Festa Juninho (Pernambucano)

Here’s a big post to give everyone something to chew on for a couple of weeks.  I will be giving talks at:  Duke University in Durham, NC on June 22 (@ the Haiti Laboratory, Franklin Humanities Institute, Bay 4 Smith Warehouse, noon), The Brazilian Association of Investigative Journalism in São Paulo on July 2, and Intel in Santa Clara, CA on July 11. Details forthcoming.

Starting from the top down in classic mega-event style:

Leonardo Martins in Jornal do Brasil wrote,  “As UPPs são, antes de tudo, um projeto de poder, de controle de um espaço tradicionalmente submetido à opressão. Os novos Capitães, que comandam as UPPs são os novos “donos do pedaço”, em substituição aos traficantes que ali se encontravam. Autorizam bailes, mandam baixar o som dos moradores, escolhem as músicas que os moradores podem escutar, determinam horário e condutas pessoais, intimam e intimidam àqueles que tem uma opinião mais crítica acerca da função da polícia, como por exemplo o fechamento da rádio comunitária do Andaraí, pela Polícia Federal, sobre o pretexto de rádio pirata e atrapalhar o tráfego aéreo."

“The UPPs are, above all, a projection of Power, for control of a space that has traditionally been oppressed. The new Captains that command the UPPs are the “owners of the land”, substituting the drug traffickers that were there before. They authorize dances, tell the residents to turn their music down, choose the music that the residents can listen to, determine the coming and going and conduct of people, intimate and intimidate those who have a more critical opinion of the police function, as for example the closing of the closing of the community radio station in Andaraí by the Federal Police on the pretext that it was a pirate radio station and it interfered with air traffic.”

I haven’t been back to visit and UPPeed communities in awhile, so I don’t have much more to contribute to the debate than I had a few weeks ago. I hear adolescents around town say “UPP é o caralho” and have seen that succinct and poignant phrase scribbled on walls.

Mayor alert! EP twisted his ankle in a political minefield, but don’t worry, he’s going to be ok. O Principe’s attempts to manipulate the infrastructure of the Olympic machine didn’t sit too well with people more powerful and experienced than he. In trying to limit the powers of the APO, EP threw a few one-liners into the City’s Olympic act that he then had to beg some legislators to erase and pretend to everyone else that he wasn’t trying to maintain as much power for himself as possible. The story is much longer than that, of course, but takes a doctoral thesis to sort though. Fortunately, those are available.

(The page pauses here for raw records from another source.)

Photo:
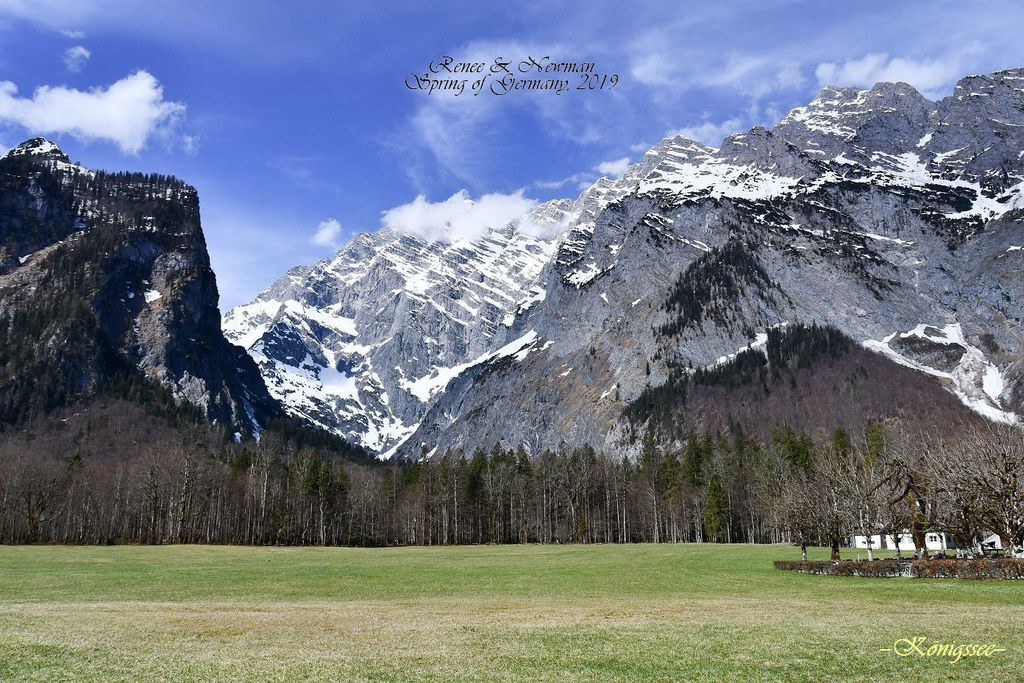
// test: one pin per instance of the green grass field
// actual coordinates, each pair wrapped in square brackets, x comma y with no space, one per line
[550,612]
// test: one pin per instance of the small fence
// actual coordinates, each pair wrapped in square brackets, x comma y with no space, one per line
[952,568]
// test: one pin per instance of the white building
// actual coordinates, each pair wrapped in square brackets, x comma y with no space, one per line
[934,541]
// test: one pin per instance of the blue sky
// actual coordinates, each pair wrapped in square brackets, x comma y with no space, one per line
[294,122]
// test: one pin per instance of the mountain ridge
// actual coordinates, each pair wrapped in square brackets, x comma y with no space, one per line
[877,211]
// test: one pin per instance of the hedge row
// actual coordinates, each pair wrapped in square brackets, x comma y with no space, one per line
[980,568]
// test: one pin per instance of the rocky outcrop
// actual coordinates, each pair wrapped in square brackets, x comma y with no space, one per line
[105,286]
[891,218]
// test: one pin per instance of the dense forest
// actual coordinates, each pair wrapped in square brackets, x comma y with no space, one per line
[112,473]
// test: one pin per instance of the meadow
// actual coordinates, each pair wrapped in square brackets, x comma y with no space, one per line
[487,612]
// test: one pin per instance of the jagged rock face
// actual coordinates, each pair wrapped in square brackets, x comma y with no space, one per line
[104,279]
[360,344]
[893,218]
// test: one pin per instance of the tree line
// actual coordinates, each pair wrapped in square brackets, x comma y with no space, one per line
[190,485]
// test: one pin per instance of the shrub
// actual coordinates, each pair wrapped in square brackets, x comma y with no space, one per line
[980,568]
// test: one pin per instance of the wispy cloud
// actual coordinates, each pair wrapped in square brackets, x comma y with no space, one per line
[328,233]
[709,132]
[933,76]
[459,216]
[128,113]
[75,57]
[613,168]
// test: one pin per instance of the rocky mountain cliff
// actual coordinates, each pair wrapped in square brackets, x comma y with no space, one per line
[105,288]
[893,219]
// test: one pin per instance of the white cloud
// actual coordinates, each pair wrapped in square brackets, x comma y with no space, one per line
[933,77]
[75,57]
[710,133]
[327,233]
[613,168]
[459,216]
[127,113]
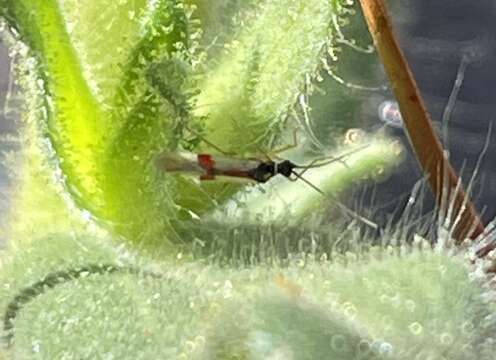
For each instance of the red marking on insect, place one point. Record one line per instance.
(209, 167)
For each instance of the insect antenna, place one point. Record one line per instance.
(343, 207)
(319, 162)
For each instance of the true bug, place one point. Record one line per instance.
(209, 167)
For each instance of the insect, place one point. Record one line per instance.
(209, 167)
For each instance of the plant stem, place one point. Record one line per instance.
(445, 183)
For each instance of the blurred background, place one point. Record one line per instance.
(451, 47)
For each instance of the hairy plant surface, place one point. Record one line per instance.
(101, 257)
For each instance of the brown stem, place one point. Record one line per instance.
(443, 180)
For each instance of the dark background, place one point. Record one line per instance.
(435, 35)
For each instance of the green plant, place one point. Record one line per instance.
(108, 85)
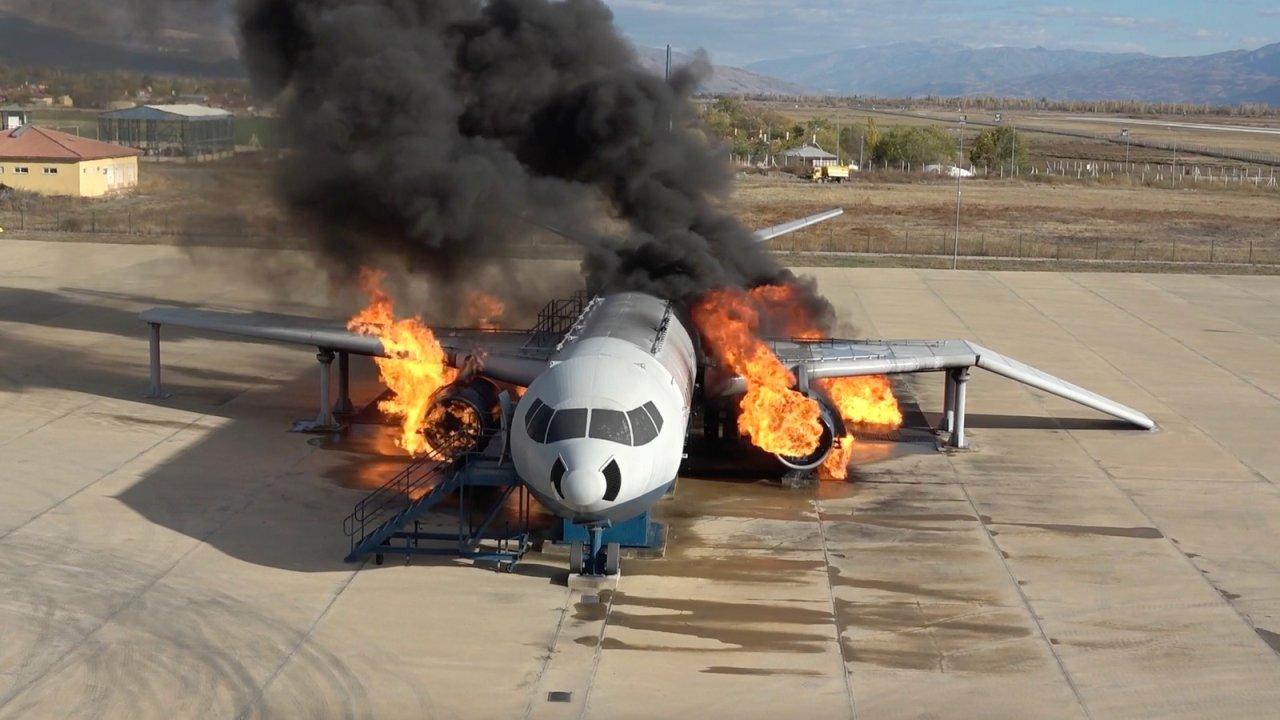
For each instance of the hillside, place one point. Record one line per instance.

According to sources buried deep within the international press corps, The IOC has had all of their questions answered in regard to forced removals for Rio’s BRT lines. The Trans-Oeste BRT (Blown Right Through) is moving people out of the way faster than a turd in a hot tub. The results are shit.


Picture of housing demolitions carried
out by Rio's Housing Secretary along the Trans-Oeste BRT line, April 2011.
Nelma Gusmão de Oliveira foto.

Last one standing, Zona Oeste
Rio de Janeiro. Nelma Gusmão de Oliveira foto
Mayor alert! O Principe tried to stick the Olympic golf course in a closed condominium complex where the cheapest condo goes for R$2.1 million. Unfortunately, the land that he wanted to put the course on has been stuck in the judicial system. Apparently the news took the condo residents by surprise.  The is the kind of “planning” is happening on a metropolitan level, not just with the Olympic golf course.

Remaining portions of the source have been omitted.